The settlement on the site of today's town has been known since the ninth century AD, but the area has been developed since the Neolithic period. The first fortification was built on the left bank of Slatina.
The site of Muoteva was a fortified settlement founded by the Moravians. It served as a defensive complex and existed until the eleventh century. That function was later assumed by Old Zvolen, one of the most powerful European fortresses of the Middle Ages. Nowadays it is called Pustý Hrad. In the twelfth century the fortifications in the centre of the Moravian lands played such an important role that it served as the centre of the royal municipality.
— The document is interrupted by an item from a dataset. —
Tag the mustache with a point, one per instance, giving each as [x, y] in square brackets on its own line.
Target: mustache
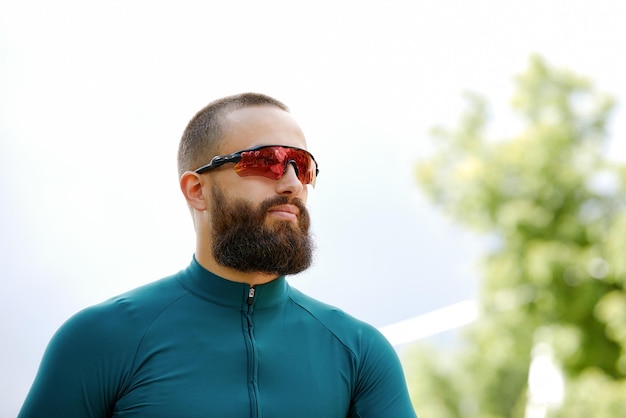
[282, 200]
In 1241, the fortification was destroyed by the Tatar Mongols. This disaster caused the settlement to be relocated to its present-day location.
Zvolen received the rights of a free town by order of King Bela IV in the thirties of the thirteenth century.
Construction of a large castle started in late fourteenth century. It was the initiative of Louis the First the Great. From that time on, a rapid social and economic development of the town began.
Between 1440 and 1452 Zvolen was a seat of Jan Iskra of Brandýs, hetman of King Ugric of Slovak lands. In 1542 the town was besieged and later burnt down by Janoš Hunyadi. In the mid-sixteenth century Zvolen had the defensive function of Filyakovo fortress, which was taken by storm by the Ottomans. The rebuilding was undertaken by Jan Turzo. The castle soon became such a mighty fortress that the Turks never managed to take it. However, the Kurutses of Rakoczi succeeded in doing so in 1702. They burnt the city. After the loss of the fortress' defensive importance the town gradually lost its political weight and became a quiet provincial town with folk crafts.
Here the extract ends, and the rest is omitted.